Volví a mi escritorio y me serví otro trago. El whisky me quemó la gargabra, un calor bienvenido contra el hielo en mis venas.

«Una esposa». La idea era absurda. Una mujer en mi casa. En mi vida. Una vulnerabilidad. Una distracción.

—¿Y de dónde sugieres que saque a esta… esposa? —pregunté, la palabra me sabía a veneno en la boca—. ¿Debería poner un anuncio? Se busca mujer para mentir a mi lado. Debe ser buena actuando y no hacer preguntas.

Isaac se acercó a mi escritorio y colocó una delgada carpeta de color beige sobre la caoba. El contraste era marcado. No era uno de nuestros archivos negros habituales.

—Ya he hecho una investigación preliminar.

Lo miré fijamente, luego bajé la vista a la carpeta. Mi nombre no estaba en ella. La curiosidad, una emoción que raramente me permitía, me picó. La abrí.

Dentro había una sola fotografía y una hoja de papel.

La foto era de una mujer. Estaba de perfil, tomada desde lejos, como si el fotógrafo no hubiera querido ser visto. Estaba en una biblioteca, rodeada de estanterías que se elevaban hacia el techo. Su cabello oscuro estaba recogido en un moño simple, y vestía un suéter que parecía demasiado grande para su delgada figura.
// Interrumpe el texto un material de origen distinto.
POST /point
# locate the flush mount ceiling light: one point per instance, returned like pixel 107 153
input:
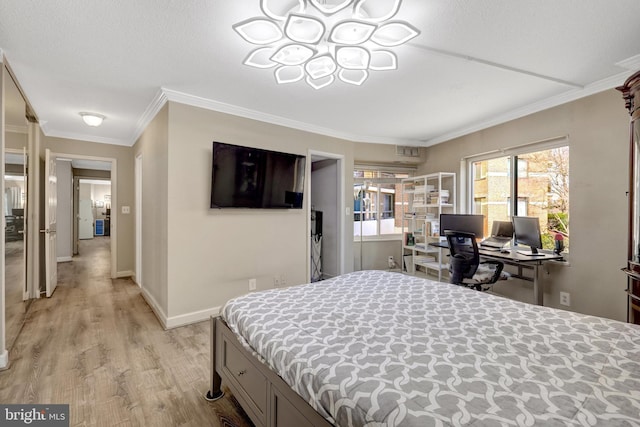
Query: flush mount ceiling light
pixel 323 41
pixel 92 119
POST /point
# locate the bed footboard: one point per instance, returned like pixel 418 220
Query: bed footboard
pixel 215 392
pixel 263 395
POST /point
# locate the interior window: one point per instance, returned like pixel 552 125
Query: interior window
pixel 377 201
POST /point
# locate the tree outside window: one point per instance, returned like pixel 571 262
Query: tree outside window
pixel 540 180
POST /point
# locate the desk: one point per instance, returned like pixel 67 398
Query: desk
pixel 512 257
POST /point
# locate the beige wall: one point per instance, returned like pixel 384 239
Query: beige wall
pixel 365 153
pixel 212 254
pixel 598 131
pixel 15 141
pixel 124 182
pixel 153 147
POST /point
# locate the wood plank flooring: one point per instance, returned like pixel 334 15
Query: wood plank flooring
pixel 96 345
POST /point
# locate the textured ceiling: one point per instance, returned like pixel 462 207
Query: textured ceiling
pixel 475 64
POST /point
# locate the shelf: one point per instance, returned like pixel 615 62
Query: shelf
pixel 421 217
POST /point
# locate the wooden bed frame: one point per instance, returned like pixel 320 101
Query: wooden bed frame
pixel 266 398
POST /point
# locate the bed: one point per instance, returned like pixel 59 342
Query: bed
pixel 376 348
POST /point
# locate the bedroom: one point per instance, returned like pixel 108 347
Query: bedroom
pixel 184 286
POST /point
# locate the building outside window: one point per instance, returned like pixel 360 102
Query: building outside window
pixel 538 179
pixel 377 203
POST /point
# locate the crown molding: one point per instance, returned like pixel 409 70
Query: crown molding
pixel 208 104
pixel 16 129
pixel 562 98
pixel 632 63
pixel 149 114
pixel 84 137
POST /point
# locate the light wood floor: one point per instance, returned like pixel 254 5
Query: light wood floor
pixel 15 307
pixel 96 345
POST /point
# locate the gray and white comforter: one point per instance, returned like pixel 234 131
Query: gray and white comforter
pixel 376 348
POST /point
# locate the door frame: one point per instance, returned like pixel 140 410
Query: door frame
pixel 138 217
pixel 340 194
pixel 114 203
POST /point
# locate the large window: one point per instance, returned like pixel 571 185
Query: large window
pixel 526 183
pixel 377 204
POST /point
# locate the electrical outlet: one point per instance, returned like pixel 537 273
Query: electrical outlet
pixel 565 298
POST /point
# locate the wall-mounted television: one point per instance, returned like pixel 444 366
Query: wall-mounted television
pixel 246 177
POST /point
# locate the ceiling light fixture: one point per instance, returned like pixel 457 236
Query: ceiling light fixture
pixel 92 119
pixel 322 41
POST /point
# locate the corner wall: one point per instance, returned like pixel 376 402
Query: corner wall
pixel 212 254
pixel 598 131
pixel 153 145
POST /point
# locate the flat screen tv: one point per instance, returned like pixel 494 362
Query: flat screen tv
pixel 245 177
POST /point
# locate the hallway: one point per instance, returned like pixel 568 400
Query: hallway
pixel 96 345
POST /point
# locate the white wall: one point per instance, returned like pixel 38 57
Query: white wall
pixel 64 214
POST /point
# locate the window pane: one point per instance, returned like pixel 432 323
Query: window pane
pixel 491 191
pixel 377 206
pixel 545 187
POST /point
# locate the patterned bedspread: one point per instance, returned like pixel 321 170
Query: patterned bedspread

Su rostro estaba concentrado en un libro que tenía en las manos.

No era hermosa en el sentido llamativo que yo asociaba con las mujeres de mi mundo. No llevaba joyas ni maquillaje pesado. Había una quietud en ella, una sencillez que era casi… anónima. Era como una página en blanco.

—Seraphina Castillo —dijo Isaac, su voz llenando el silencio—. Veintisiete años. Huérfana. Sin familia conocida. Trabaja en la Biblioteca Pública de Chicago. Gana lo suficiente para pagar el alquiler de un apartamento diminuto y poco más. Tiene deudas estudiantiles. No tiene amigos cercanos, no tiene pareja. Su vida es un círculo perfecto entre su casa y su trabajo. Es un fantasma.
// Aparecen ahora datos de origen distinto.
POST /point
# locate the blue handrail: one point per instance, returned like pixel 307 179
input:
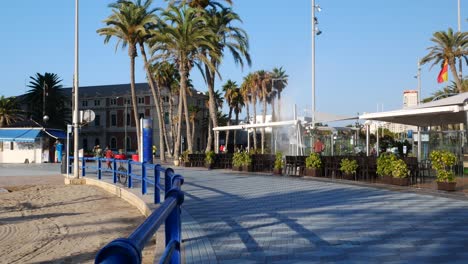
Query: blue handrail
pixel 128 250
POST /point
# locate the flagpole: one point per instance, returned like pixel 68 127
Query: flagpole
pixel 75 113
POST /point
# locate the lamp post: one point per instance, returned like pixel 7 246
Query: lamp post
pixel 75 86
pixel 315 31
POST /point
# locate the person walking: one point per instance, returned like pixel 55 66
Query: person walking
pixel 319 147
pixel 109 155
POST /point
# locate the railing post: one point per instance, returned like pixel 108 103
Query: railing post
pixel 69 164
pixel 83 167
pixel 114 170
pixel 167 180
pixel 173 224
pixel 99 168
pixel 143 178
pixel 157 179
pixel 129 171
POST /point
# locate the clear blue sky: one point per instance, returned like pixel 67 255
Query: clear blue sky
pixel 366 55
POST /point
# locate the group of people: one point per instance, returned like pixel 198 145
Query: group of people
pixel 108 154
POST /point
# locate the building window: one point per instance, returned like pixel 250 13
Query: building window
pixel 113 120
pixel 97 120
pixel 113 143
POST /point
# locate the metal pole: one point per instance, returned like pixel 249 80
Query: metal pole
pixel 313 63
pixel 419 82
pixel 75 114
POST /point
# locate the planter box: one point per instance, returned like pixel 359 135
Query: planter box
pixel 348 176
pixel 247 168
pixel 278 171
pixel 238 168
pixel 312 172
pixel 446 186
pixel 400 181
pixel 387 179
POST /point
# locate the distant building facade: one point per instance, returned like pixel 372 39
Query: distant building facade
pixel 114 122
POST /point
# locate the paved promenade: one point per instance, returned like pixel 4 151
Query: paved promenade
pixel 271 219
Nadie la echaría de menos.

Levanté la vista de la foto.

—Un fantasma.

—Exacto. No tiene pasado, ni conexiones que puedan usarse en tu contra. Es limpia. Dócil. Y lo más importante, es maleable. Puedes convertirla en lo que necesites que sea.

Estudié la foto de nuevo. Seraphina Castillo. Incluso su nombre sonaba suave, frágil. Parecía el tipo de mujer que se asustaría de su propia sombra. Perfecta. Demasiado perfecta.

«¿Dócil?», pensé. «Necesito más que docilidad. Necesito sumisión».

—¿Y por qué aceptaría algo así?

—El dinero lo compra todo, Alessandro. Y cuando no es el dinero, es el miedo. En su caso, creo que una combinación de ambos será suficiente.

Cerré la carpeta. La imagen de la mujer se quedó grabada en mi mente. Una pieza en el tablero de ajedrez. Un peón necesario. No era una mujer, era una solución. Una herramienta. Y yo era un maestro artesano.

Me recosté en mi silla, el cuero frío contra mi espalda. La decisión ya estaba tomada. Isaac lo sabía.

—Haz los arreglos. Quiero conocerla.

Isaac asintió una vez, satisfecho.

—Mañana. En su territorio. Será más efectivo.

Cogió la carpeta de mi escritorio. Pero antes de irse, se detuvo en la puerta.

—Solo una cosa, Alessandro.

Esperé.

—Recuerda lo que es. Una herramienta. No la dejes convertirse en nada más.

Lo miré, mi rostro una máscara sin expresión.

—No cometo los errores de mi padre, Isaac.

Él asintió de nuevo y se fue, dejándome solo con mis pensamientos y el rostro de una mujer que estaba a punto de convertirse en la mentira más importante de mi vida. Y en mi propiedad.